Em suma: o réu (…) e a sua mãe, em 1988, quando eram ambos donos do prédio

«sem determinação de parte ou de direito», inscreveram a sua aquisição; em 1990

venderam o prédio aos autores; posteriormente, o réu (…) (quando o prédio já não

lhe pertencia), inscreveu a seu favor a sua aquisição na totalidade; em 2000 o réu (…)

e o réu Banco celebraram o contrato na sequência do qual, para garantia de um

financiamento, veio a ser registada a hipoteca.

Perante esta sequência, face ao que ficou dito, concluímos que não é aplicável o n.º 1

do artigo 5.º do Código do Registo Predial, considerando que os Autores e o réu

Banco (…), S.A. (mais tarde extinto e incorporado no Banco Comercial Português,

S.A.), não adquiriram os respectivos direitos “de um autor comum”.

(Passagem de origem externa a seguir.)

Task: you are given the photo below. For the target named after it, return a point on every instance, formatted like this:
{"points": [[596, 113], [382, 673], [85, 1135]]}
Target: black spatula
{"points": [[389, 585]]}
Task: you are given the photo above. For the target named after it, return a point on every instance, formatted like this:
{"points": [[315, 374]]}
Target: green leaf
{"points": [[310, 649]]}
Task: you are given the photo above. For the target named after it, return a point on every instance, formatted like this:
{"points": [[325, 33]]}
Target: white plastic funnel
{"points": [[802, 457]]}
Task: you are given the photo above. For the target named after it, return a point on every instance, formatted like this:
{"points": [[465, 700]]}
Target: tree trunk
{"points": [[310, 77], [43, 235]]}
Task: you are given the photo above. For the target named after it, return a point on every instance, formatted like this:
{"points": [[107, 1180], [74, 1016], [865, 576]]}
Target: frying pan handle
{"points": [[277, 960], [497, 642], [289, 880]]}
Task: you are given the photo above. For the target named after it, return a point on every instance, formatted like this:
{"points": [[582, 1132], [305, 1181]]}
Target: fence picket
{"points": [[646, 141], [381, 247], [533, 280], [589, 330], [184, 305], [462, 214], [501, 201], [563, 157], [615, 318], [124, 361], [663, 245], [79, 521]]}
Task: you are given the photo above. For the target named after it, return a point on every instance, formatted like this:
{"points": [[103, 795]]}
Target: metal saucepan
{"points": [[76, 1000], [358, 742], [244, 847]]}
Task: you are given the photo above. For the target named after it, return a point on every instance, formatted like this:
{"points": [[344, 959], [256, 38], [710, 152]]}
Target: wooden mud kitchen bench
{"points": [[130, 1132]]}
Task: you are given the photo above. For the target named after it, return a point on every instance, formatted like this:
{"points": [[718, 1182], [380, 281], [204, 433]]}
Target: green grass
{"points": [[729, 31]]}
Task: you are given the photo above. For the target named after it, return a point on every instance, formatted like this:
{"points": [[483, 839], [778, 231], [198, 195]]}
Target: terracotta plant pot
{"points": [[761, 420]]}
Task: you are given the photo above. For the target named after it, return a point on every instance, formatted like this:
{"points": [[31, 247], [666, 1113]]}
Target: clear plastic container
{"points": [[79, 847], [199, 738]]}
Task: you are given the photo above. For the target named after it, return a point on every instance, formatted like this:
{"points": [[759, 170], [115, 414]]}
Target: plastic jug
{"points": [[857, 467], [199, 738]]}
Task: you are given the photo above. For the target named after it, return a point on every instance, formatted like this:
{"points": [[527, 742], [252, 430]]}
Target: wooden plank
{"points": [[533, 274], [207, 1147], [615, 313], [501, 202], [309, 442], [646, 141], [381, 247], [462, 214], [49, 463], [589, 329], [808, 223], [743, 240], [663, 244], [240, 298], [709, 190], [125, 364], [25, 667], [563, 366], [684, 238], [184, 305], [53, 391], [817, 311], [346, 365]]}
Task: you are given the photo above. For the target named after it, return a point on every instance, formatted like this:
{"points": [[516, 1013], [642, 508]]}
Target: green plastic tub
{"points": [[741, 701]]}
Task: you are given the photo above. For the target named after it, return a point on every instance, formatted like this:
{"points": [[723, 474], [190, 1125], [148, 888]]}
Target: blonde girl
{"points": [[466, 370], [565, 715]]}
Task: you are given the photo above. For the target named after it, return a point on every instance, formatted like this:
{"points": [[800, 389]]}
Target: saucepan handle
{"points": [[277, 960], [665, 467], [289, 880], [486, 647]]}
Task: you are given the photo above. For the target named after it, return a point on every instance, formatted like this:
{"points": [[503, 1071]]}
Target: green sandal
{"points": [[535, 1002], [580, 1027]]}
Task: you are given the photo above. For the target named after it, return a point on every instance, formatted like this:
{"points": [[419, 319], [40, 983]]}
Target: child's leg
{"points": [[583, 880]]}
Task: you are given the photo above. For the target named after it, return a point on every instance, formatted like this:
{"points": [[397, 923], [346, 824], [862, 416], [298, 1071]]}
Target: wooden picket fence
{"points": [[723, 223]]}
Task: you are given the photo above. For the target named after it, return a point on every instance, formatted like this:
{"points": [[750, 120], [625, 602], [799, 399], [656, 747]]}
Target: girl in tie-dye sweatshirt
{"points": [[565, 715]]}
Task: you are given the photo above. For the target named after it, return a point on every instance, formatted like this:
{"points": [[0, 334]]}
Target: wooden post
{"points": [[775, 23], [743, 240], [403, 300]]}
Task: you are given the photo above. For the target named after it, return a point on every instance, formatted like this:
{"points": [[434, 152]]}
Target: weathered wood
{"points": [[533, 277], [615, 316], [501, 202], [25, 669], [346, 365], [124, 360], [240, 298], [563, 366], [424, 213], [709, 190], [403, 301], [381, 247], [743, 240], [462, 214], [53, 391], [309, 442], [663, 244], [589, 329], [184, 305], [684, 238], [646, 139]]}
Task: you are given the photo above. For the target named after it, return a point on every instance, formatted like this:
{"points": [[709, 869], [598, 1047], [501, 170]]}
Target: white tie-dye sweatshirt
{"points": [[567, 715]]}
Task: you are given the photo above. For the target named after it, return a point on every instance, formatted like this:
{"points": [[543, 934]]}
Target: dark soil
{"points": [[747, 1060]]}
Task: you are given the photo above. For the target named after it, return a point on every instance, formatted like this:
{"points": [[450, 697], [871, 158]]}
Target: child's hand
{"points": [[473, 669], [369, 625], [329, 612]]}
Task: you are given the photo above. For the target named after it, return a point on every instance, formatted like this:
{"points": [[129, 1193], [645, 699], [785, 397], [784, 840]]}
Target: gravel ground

Isto porque, os Autores adquiriram o prédio, no momento em que este pertencia «sem

determinação de parte ou de direito», ao réu (…) e a sua mãe, tendo a hipoteca sido

constituída (registada) na sequência de negócio celebrado entre o réu (…)(inscrito

como único proprietário) e o Banco.

Com efeito, na primeira situação (transmissão) temos como vendedores um

“consórcio” constituído pelo réu (…) e por sua mãe (nos termos do n.º 1 do artigo

1403.º do CC, existe propriedade em comum quando duas ou mais pessoas são

simultaneamente titulares do direito de propriedade sobre a mesma coisa); na

segunda (constituição da hipoteca), temos como contraente um único titular inscrito.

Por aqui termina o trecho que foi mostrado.